Both Egypt and Israel, which resumed talks this week on Palestinian autonomy as called for by the Camp David peace accords, realize that for the talks to resume there must be some Palestinian input. So far well-known West Bank and Gaza leaders have refused to take part, deferring to the Palestinian Liberation Organization (PLO).
Israelis are hoping that the Sharon plan's call for replacing a military government by a civilian administration will correct this by attracting Palestinians to join negotiations on autonomy for the West Bank and Gaza.
But even if Palestinians accept senior posts in the civilian administration proposed by Sharon, they might not be willing to run for the autonomy council, which must be elected. Such councils are a plank in the Camp David accords. The only previous West Bank elections under Israeli occupation returned pro-PLO municipal officials to office.
Israeli is hoping alternatives to pro-PLO urban leaders will emerge from a series of rural village unions it has encouraged and funded on the West Bank.
Yet the head of the largest of these unions, Mustafa Dudin of Hebron, is the only West Bank leader so far to openly endorse the Sharon plan, saying it "can do much to ease the problems of daily life."
Some West Bankers had hoped that General Sharon would allow two exiled West Bank mayors -- Fahd Kawasmeh of Hebron and Muhammad Milhem of Halhul -- to return home under his liberalization campaign. But General Sharon seems committed for now to playing down the mostly pro-PLO mayors; he has indicated he won't let the two man back.
"The government's policy toward collaborators with the PLO is clear," General Sharon said recently.
Apart from apparent Palestinian unwillingness to participate, the concept of Palestinian autonomy is open to differing interpretations by the Egyptians and the Israelis.
Israel envisions Palestinian autonomy councils as small administrative bodies corresponding to departments in the territories. Thus, if Palestinian technocrats can be encouraged to take senior posts in the new civilian administration, they might provide the nucleus for Israel's version of the council.
But since the Israelis view autonomy as limited Palestinian administrative control of their local affairs this rules out any ultimate Arab sovereignty.

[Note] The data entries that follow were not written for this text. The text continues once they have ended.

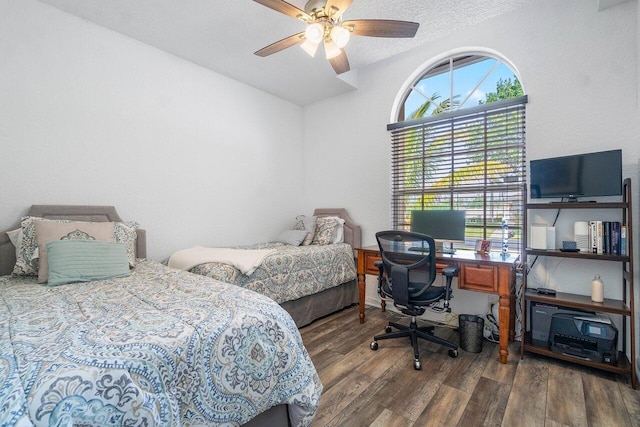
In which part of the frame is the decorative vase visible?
[591,274,604,302]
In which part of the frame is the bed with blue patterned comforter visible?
[190,242,356,303]
[0,261,322,426]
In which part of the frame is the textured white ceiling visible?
[35,0,535,105]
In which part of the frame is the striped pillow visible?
[46,240,129,286]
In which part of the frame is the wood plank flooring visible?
[300,307,640,427]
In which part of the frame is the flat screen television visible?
[411,209,466,253]
[530,150,622,201]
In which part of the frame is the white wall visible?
[0,0,302,260]
[304,0,640,324]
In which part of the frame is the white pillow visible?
[331,221,344,243]
[7,228,22,248]
[276,230,309,246]
[7,228,22,259]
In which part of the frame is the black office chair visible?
[370,230,458,370]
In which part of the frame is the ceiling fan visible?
[254,0,420,74]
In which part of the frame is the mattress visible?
[0,260,322,426]
[190,242,357,303]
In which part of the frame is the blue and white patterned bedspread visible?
[190,243,356,303]
[0,261,322,426]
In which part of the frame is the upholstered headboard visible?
[0,205,147,276]
[313,208,362,251]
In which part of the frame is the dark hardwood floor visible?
[300,307,640,427]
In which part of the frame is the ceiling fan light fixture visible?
[300,40,320,57]
[304,22,324,44]
[324,40,342,59]
[331,25,351,49]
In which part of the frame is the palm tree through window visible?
[388,54,527,252]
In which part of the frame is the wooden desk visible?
[356,246,520,363]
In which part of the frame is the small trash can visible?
[458,314,484,353]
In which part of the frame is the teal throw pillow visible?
[46,240,129,286]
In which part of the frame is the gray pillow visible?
[293,215,318,246]
[276,230,309,246]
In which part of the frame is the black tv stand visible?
[551,197,598,203]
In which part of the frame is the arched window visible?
[387,52,527,252]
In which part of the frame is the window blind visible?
[387,96,527,252]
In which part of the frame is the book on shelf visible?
[589,221,626,255]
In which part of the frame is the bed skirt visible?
[280,280,358,328]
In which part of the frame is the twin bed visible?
[175,209,361,327]
[0,206,359,426]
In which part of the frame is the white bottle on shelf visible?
[591,274,604,302]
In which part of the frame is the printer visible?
[549,313,618,365]
[527,301,595,350]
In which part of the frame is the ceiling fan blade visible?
[324,0,353,18]
[342,19,420,38]
[253,0,311,21]
[254,32,304,57]
[329,49,351,74]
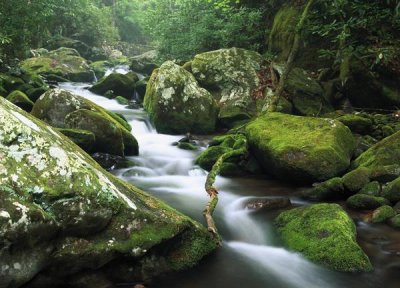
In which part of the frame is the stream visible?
[60,77,400,288]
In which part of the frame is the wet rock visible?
[358,181,381,196]
[89,73,138,99]
[342,167,371,194]
[273,64,333,116]
[144,61,218,134]
[31,89,139,156]
[371,205,396,223]
[246,113,355,183]
[302,177,348,201]
[245,197,292,212]
[336,114,373,135]
[382,177,400,204]
[21,47,94,82]
[57,128,96,153]
[0,98,216,287]
[191,48,262,127]
[91,152,135,170]
[130,50,158,75]
[6,90,34,112]
[275,204,373,272]
[346,194,389,210]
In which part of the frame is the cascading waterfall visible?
[60,70,394,288]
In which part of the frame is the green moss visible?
[342,167,371,193]
[246,113,355,183]
[389,214,400,230]
[336,114,372,134]
[275,204,373,272]
[371,205,396,223]
[358,181,381,196]
[115,96,129,105]
[89,73,137,99]
[302,177,347,201]
[346,194,389,210]
[382,177,400,204]
[57,128,96,153]
[6,90,34,112]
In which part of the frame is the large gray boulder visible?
[0,98,216,287]
[143,61,218,134]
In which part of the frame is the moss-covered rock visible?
[64,109,124,156]
[352,131,400,169]
[31,89,139,155]
[389,214,400,230]
[130,51,158,75]
[273,64,333,116]
[371,205,396,223]
[246,113,355,183]
[115,96,129,105]
[358,181,381,196]
[0,98,216,287]
[89,73,135,99]
[342,167,371,194]
[89,60,112,79]
[336,114,373,134]
[135,78,149,103]
[192,48,262,127]
[302,177,348,201]
[382,177,400,204]
[21,47,94,82]
[6,90,34,112]
[57,128,96,153]
[275,204,373,272]
[346,194,389,210]
[144,61,218,134]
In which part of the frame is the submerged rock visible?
[0,98,216,287]
[246,113,355,183]
[31,89,139,156]
[144,61,218,134]
[275,204,373,272]
[191,48,262,127]
[21,47,94,82]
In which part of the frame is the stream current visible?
[60,76,400,288]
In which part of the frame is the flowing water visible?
[60,83,400,288]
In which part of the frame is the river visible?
[60,78,400,288]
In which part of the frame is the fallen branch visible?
[203,139,247,245]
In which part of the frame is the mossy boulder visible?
[89,60,112,79]
[382,177,400,204]
[273,64,333,116]
[302,177,347,201]
[6,90,34,112]
[336,114,373,135]
[352,131,400,169]
[135,78,149,103]
[57,128,96,153]
[358,181,381,196]
[143,61,218,134]
[191,48,262,127]
[21,47,94,82]
[130,50,158,75]
[0,98,216,287]
[89,73,136,99]
[371,205,396,223]
[246,113,355,183]
[64,109,124,156]
[31,89,139,155]
[342,167,371,194]
[275,204,373,272]
[346,194,389,210]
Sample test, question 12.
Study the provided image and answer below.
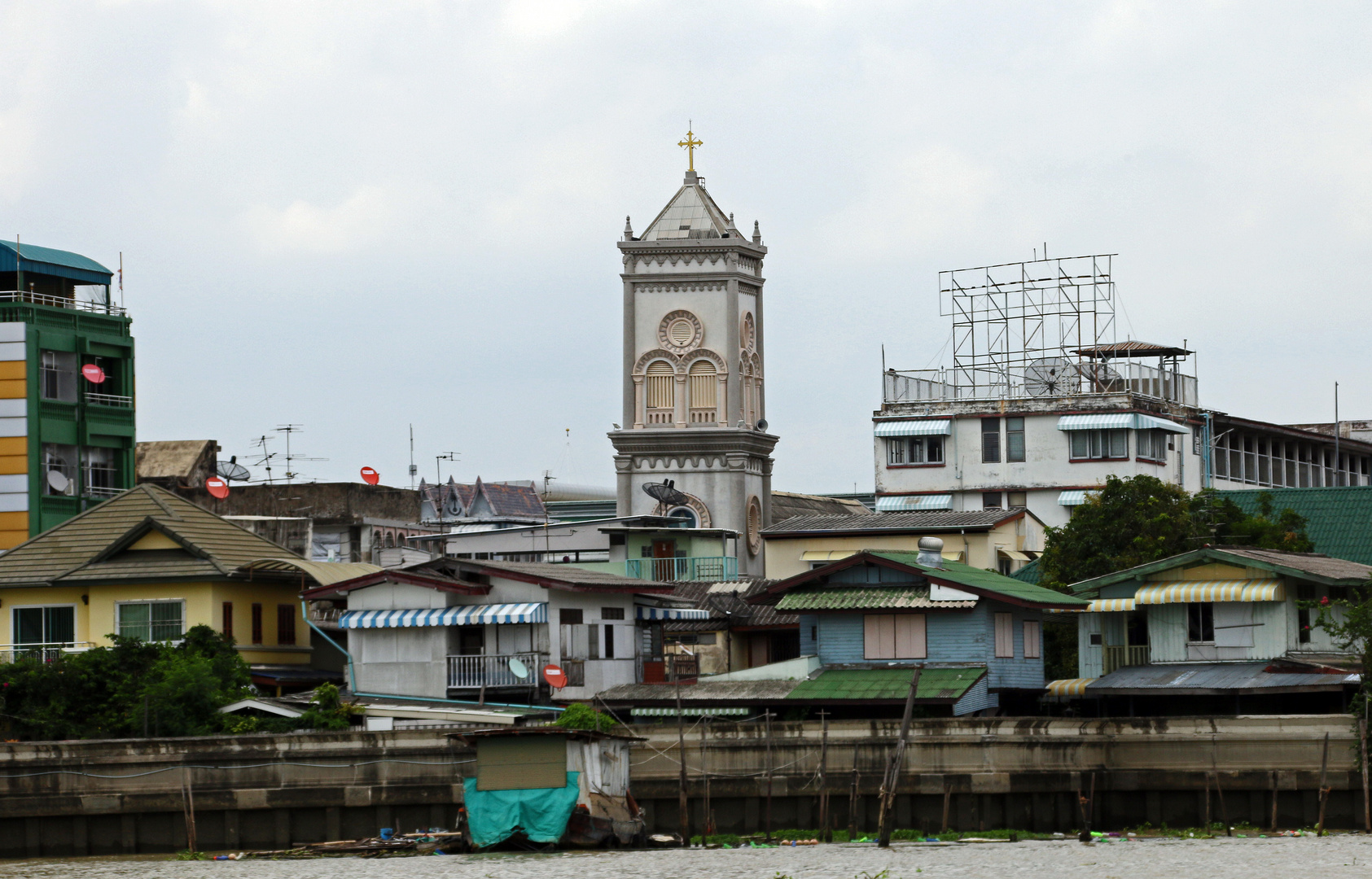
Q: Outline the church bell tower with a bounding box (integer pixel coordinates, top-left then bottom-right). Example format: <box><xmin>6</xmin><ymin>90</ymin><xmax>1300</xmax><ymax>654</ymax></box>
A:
<box><xmin>609</xmin><ymin>126</ymin><xmax>777</xmax><ymax>576</ymax></box>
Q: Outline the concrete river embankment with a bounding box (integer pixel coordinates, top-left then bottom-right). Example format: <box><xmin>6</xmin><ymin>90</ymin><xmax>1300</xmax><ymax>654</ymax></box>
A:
<box><xmin>0</xmin><ymin>716</ymin><xmax>1364</xmax><ymax>857</ymax></box>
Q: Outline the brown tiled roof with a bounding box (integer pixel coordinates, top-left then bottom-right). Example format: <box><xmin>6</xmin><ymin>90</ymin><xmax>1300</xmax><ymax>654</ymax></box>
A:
<box><xmin>0</xmin><ymin>484</ymin><xmax>299</xmax><ymax>587</ymax></box>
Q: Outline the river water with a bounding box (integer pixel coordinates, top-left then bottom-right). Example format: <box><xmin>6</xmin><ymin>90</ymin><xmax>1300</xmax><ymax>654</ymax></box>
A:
<box><xmin>0</xmin><ymin>835</ymin><xmax>1372</xmax><ymax>879</ymax></box>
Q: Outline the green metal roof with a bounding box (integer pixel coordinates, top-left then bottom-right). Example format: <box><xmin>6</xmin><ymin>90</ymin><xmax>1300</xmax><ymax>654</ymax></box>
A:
<box><xmin>777</xmin><ymin>583</ymin><xmax>977</xmax><ymax>611</ymax></box>
<box><xmin>1214</xmin><ymin>485</ymin><xmax>1372</xmax><ymax>565</ymax></box>
<box><xmin>866</xmin><ymin>550</ymin><xmax>1085</xmax><ymax>607</ymax></box>
<box><xmin>787</xmin><ymin>665</ymin><xmax>987</xmax><ymax>701</ymax></box>
<box><xmin>0</xmin><ymin>240</ymin><xmax>114</xmax><ymax>284</ymax></box>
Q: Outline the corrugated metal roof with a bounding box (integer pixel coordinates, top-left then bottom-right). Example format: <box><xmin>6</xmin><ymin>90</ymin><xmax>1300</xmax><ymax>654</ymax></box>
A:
<box><xmin>777</xmin><ymin>585</ymin><xmax>977</xmax><ymax>611</ymax></box>
<box><xmin>0</xmin><ymin>242</ymin><xmax>114</xmax><ymax>284</ymax></box>
<box><xmin>763</xmin><ymin>505</ymin><xmax>1024</xmax><ymax>536</ymax></box>
<box><xmin>873</xmin><ymin>418</ymin><xmax>952</xmax><ymax>436</ymax></box>
<box><xmin>787</xmin><ymin>665</ymin><xmax>987</xmax><ymax>701</ymax></box>
<box><xmin>0</xmin><ymin>483</ymin><xmax>299</xmax><ymax>585</ymax></box>
<box><xmin>877</xmin><ymin>495</ymin><xmax>952</xmax><ymax>513</ymax></box>
<box><xmin>1087</xmin><ymin>663</ymin><xmax>1361</xmax><ymax>695</ymax></box>
<box><xmin>1216</xmin><ymin>485</ymin><xmax>1372</xmax><ymax>565</ymax></box>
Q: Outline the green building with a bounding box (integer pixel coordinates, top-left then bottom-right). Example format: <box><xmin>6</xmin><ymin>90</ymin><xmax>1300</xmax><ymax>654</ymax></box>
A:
<box><xmin>0</xmin><ymin>235</ymin><xmax>134</xmax><ymax>550</ymax></box>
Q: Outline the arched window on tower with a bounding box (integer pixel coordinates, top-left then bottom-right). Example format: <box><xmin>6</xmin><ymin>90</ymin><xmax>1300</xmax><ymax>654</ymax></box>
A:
<box><xmin>647</xmin><ymin>361</ymin><xmax>677</xmax><ymax>424</ymax></box>
<box><xmin>690</xmin><ymin>361</ymin><xmax>719</xmax><ymax>424</ymax></box>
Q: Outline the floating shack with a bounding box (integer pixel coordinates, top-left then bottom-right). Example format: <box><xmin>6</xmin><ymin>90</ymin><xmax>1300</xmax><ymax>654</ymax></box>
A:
<box><xmin>453</xmin><ymin>727</ymin><xmax>643</xmax><ymax>849</ymax></box>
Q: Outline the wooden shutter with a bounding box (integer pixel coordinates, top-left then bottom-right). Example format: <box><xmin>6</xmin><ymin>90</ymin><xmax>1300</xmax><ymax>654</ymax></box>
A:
<box><xmin>896</xmin><ymin>613</ymin><xmax>926</xmax><ymax>659</ymax></box>
<box><xmin>1025</xmin><ymin>620</ymin><xmax>1041</xmax><ymax>659</ymax></box>
<box><xmin>863</xmin><ymin>613</ymin><xmax>896</xmax><ymax>659</ymax></box>
<box><xmin>476</xmin><ymin>735</ymin><xmax>567</xmax><ymax>789</ymax></box>
<box><xmin>996</xmin><ymin>613</ymin><xmax>1015</xmax><ymax>659</ymax></box>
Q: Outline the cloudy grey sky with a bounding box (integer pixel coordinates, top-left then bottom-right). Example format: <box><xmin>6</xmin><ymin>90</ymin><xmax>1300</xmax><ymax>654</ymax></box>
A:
<box><xmin>0</xmin><ymin>0</ymin><xmax>1372</xmax><ymax>491</ymax></box>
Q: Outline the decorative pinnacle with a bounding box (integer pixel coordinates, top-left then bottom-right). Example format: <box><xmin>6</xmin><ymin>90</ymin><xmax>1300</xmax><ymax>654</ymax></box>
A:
<box><xmin>677</xmin><ymin>120</ymin><xmax>705</xmax><ymax>173</ymax></box>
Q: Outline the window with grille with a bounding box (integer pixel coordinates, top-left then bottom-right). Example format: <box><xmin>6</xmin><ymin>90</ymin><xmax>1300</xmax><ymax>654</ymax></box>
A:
<box><xmin>1067</xmin><ymin>431</ymin><xmax>1129</xmax><ymax>461</ymax></box>
<box><xmin>647</xmin><ymin>361</ymin><xmax>677</xmax><ymax>409</ymax></box>
<box><xmin>38</xmin><ymin>351</ymin><xmax>77</xmax><ymax>403</ymax></box>
<box><xmin>118</xmin><ymin>601</ymin><xmax>185</xmax><ymax>641</ymax></box>
<box><xmin>690</xmin><ymin>361</ymin><xmax>719</xmax><ymax>413</ymax></box>
<box><xmin>981</xmin><ymin>418</ymin><xmax>1000</xmax><ymax>463</ymax></box>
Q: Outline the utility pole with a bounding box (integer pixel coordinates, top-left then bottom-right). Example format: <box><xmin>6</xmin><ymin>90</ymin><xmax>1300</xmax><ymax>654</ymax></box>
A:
<box><xmin>877</xmin><ymin>665</ymin><xmax>925</xmax><ymax>849</ymax></box>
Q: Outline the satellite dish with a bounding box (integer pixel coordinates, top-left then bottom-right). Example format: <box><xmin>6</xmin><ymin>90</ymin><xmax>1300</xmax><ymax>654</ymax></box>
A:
<box><xmin>543</xmin><ymin>663</ymin><xmax>567</xmax><ymax>689</ymax></box>
<box><xmin>214</xmin><ymin>455</ymin><xmax>252</xmax><ymax>483</ymax></box>
<box><xmin>1025</xmin><ymin>356</ymin><xmax>1073</xmax><ymax>396</ymax></box>
<box><xmin>48</xmin><ymin>470</ymin><xmax>72</xmax><ymax>495</ymax></box>
<box><xmin>643</xmin><ymin>480</ymin><xmax>690</xmax><ymax>506</ymax></box>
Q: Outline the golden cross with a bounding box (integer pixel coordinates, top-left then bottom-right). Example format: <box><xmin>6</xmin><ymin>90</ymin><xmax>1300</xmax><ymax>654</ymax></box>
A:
<box><xmin>677</xmin><ymin>126</ymin><xmax>705</xmax><ymax>172</ymax></box>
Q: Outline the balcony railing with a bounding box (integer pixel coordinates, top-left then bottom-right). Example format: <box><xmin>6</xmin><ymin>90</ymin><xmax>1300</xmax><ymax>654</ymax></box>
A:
<box><xmin>86</xmin><ymin>394</ymin><xmax>133</xmax><ymax>409</ymax></box>
<box><xmin>0</xmin><ymin>641</ymin><xmax>94</xmax><ymax>663</ymax></box>
<box><xmin>625</xmin><ymin>555</ymin><xmax>739</xmax><ymax>583</ymax></box>
<box><xmin>0</xmin><ymin>290</ymin><xmax>126</xmax><ymax>317</ymax></box>
<box><xmin>1100</xmin><ymin>645</ymin><xmax>1148</xmax><ymax>675</ymax></box>
<box><xmin>447</xmin><ymin>653</ymin><xmax>547</xmax><ymax>689</ymax></box>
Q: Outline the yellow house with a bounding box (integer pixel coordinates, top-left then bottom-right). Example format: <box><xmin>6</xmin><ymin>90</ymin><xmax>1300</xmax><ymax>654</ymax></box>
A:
<box><xmin>761</xmin><ymin>507</ymin><xmax>1044</xmax><ymax>580</ymax></box>
<box><xmin>0</xmin><ymin>484</ymin><xmax>380</xmax><ymax>671</ymax></box>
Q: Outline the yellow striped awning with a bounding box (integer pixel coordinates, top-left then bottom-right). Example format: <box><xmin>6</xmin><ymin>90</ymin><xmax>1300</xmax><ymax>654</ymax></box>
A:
<box><xmin>1133</xmin><ymin>580</ymin><xmax>1286</xmax><ymax>605</ymax></box>
<box><xmin>1048</xmin><ymin>677</ymin><xmax>1095</xmax><ymax>695</ymax></box>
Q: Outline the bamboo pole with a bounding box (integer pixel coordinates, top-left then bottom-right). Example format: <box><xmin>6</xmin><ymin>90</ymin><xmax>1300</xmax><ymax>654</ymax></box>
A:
<box><xmin>877</xmin><ymin>665</ymin><xmax>925</xmax><ymax>849</ymax></box>
<box><xmin>671</xmin><ymin>671</ymin><xmax>690</xmax><ymax>846</ymax></box>
<box><xmin>1316</xmin><ymin>732</ymin><xmax>1330</xmax><ymax>837</ymax></box>
<box><xmin>819</xmin><ymin>711</ymin><xmax>834</xmax><ymax>842</ymax></box>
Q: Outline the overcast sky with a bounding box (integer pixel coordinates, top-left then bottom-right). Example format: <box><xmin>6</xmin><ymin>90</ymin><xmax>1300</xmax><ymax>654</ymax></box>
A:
<box><xmin>0</xmin><ymin>0</ymin><xmax>1372</xmax><ymax>491</ymax></box>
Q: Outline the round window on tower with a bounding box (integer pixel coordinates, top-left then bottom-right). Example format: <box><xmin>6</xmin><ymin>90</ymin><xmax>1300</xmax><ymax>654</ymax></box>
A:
<box><xmin>657</xmin><ymin>311</ymin><xmax>704</xmax><ymax>351</ymax></box>
<box><xmin>747</xmin><ymin>495</ymin><xmax>763</xmax><ymax>555</ymax></box>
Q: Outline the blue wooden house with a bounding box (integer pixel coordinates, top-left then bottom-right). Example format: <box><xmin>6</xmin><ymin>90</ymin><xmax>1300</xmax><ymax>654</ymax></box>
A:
<box><xmin>752</xmin><ymin>537</ymin><xmax>1087</xmax><ymax>716</ymax></box>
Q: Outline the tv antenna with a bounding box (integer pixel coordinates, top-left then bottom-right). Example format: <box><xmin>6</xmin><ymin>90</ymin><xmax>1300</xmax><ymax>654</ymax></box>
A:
<box><xmin>276</xmin><ymin>424</ymin><xmax>328</xmax><ymax>483</ymax></box>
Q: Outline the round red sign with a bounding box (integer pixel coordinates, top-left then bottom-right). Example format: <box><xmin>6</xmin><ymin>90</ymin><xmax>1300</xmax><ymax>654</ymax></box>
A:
<box><xmin>543</xmin><ymin>663</ymin><xmax>567</xmax><ymax>689</ymax></box>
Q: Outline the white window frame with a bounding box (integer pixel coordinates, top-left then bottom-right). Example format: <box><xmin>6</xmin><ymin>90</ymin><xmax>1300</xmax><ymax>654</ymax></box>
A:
<box><xmin>114</xmin><ymin>598</ymin><xmax>187</xmax><ymax>645</ymax></box>
<box><xmin>10</xmin><ymin>602</ymin><xmax>81</xmax><ymax>646</ymax></box>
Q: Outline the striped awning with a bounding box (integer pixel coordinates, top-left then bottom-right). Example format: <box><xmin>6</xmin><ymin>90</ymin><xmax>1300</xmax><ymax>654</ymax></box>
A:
<box><xmin>339</xmin><ymin>602</ymin><xmax>547</xmax><ymax>628</ymax></box>
<box><xmin>1058</xmin><ymin>411</ymin><xmax>1191</xmax><ymax>433</ymax></box>
<box><xmin>633</xmin><ymin>706</ymin><xmax>747</xmax><ymax>717</ymax></box>
<box><xmin>1048</xmin><ymin>677</ymin><xmax>1096</xmax><ymax>695</ymax></box>
<box><xmin>877</xmin><ymin>495</ymin><xmax>952</xmax><ymax>513</ymax></box>
<box><xmin>633</xmin><ymin>605</ymin><xmax>709</xmax><ymax>620</ymax></box>
<box><xmin>1133</xmin><ymin>580</ymin><xmax>1286</xmax><ymax>605</ymax></box>
<box><xmin>873</xmin><ymin>418</ymin><xmax>952</xmax><ymax>436</ymax></box>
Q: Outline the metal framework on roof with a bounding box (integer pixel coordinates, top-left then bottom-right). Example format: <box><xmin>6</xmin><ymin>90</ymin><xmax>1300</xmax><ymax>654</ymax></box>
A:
<box><xmin>885</xmin><ymin>254</ymin><xmax>1196</xmax><ymax>406</ymax></box>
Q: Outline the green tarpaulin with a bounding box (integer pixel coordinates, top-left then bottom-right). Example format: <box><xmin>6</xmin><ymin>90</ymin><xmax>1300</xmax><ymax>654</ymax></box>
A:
<box><xmin>462</xmin><ymin>772</ymin><xmax>581</xmax><ymax>849</ymax></box>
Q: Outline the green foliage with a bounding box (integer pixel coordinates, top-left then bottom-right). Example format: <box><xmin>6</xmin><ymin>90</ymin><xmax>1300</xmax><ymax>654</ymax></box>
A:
<box><xmin>1039</xmin><ymin>476</ymin><xmax>1314</xmax><ymax>591</ymax></box>
<box><xmin>0</xmin><ymin>625</ymin><xmax>252</xmax><ymax>741</ymax></box>
<box><xmin>553</xmin><ymin>702</ymin><xmax>616</xmax><ymax>732</ymax></box>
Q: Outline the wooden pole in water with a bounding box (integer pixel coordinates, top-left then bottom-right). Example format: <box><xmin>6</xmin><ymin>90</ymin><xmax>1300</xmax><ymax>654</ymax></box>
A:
<box><xmin>877</xmin><ymin>665</ymin><xmax>925</xmax><ymax>849</ymax></box>
<box><xmin>819</xmin><ymin>711</ymin><xmax>828</xmax><ymax>842</ymax></box>
<box><xmin>848</xmin><ymin>745</ymin><xmax>857</xmax><ymax>842</ymax></box>
<box><xmin>673</xmin><ymin>671</ymin><xmax>690</xmax><ymax>846</ymax></box>
<box><xmin>1316</xmin><ymin>732</ymin><xmax>1330</xmax><ymax>837</ymax></box>
<box><xmin>765</xmin><ymin>709</ymin><xmax>771</xmax><ymax>842</ymax></box>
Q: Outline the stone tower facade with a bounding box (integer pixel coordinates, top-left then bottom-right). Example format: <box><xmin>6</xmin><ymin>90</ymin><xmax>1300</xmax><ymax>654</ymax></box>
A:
<box><xmin>609</xmin><ymin>172</ymin><xmax>777</xmax><ymax>575</ymax></box>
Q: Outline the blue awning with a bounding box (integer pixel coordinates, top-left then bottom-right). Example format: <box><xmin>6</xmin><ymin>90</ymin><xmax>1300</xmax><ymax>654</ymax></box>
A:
<box><xmin>633</xmin><ymin>605</ymin><xmax>723</xmax><ymax>623</ymax></box>
<box><xmin>339</xmin><ymin>602</ymin><xmax>547</xmax><ymax>628</ymax></box>
<box><xmin>874</xmin><ymin>418</ymin><xmax>952</xmax><ymax>436</ymax></box>
<box><xmin>1058</xmin><ymin>411</ymin><xmax>1191</xmax><ymax>433</ymax></box>
<box><xmin>877</xmin><ymin>495</ymin><xmax>952</xmax><ymax>513</ymax></box>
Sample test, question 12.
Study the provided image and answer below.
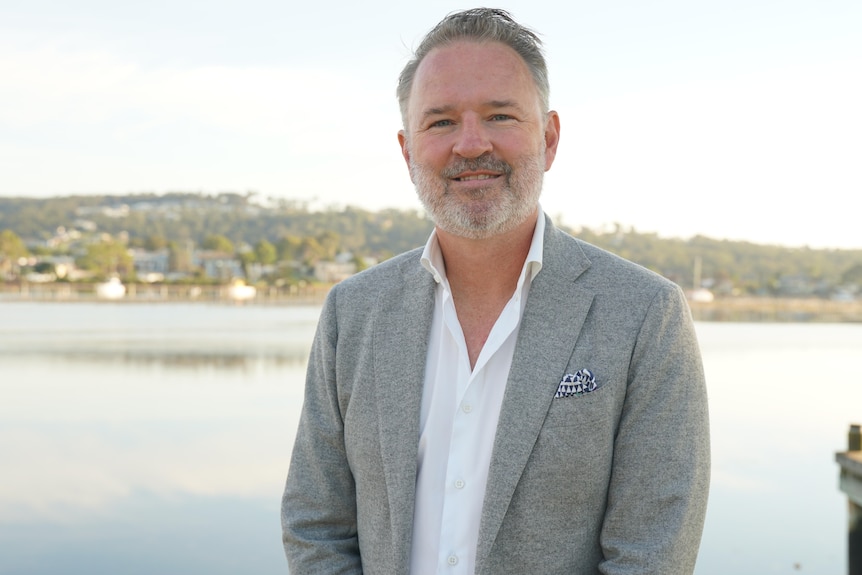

Egypt sees autonomy as a transition to full Palestinian self-determination with Palestinians given legislative, executive, and judicial powers in the meantime.
Some of the West Bank and Gaza leaders so far opposed to Israeli efforts to involve them in the peace process say they would be more interested if the Israelis were more forthcoming about Palestinian self-determination. This unlikely at this point.
Both Egypt and Israel appear to be banking, at least in public, on General Sharon's reorganization plan and his announced guidelines to reduce tensions on the West Bank to produce a new Palestinian response.
The top administrator's has been offered to Prof Menahem Milson, a former adviser to the military government, who believes that Israel can do more to encourage moderate, non-PLO leadership in the territories.
Many aspects of the plan are already in place. At present, military governors in the West Bank and Gaza each preside over a military and a civilian branch. But within the civilian branches, whose subdivisions correspond roughly to Israeli ministries, virtually all the work is done by Palestinians. They are supervised by a few score Israeli civilians from the corresponding ministries.
Palestinians already hold senior administrative posts -- except for sensitive ministries -- and make key decisions subject to Israeli scrutiny. Several years ago the Israelis tried to elevate some Palestinian civilian bureau heads on the West Bank to director-general status. But the candidates withdrew after anonymous threats to their lives.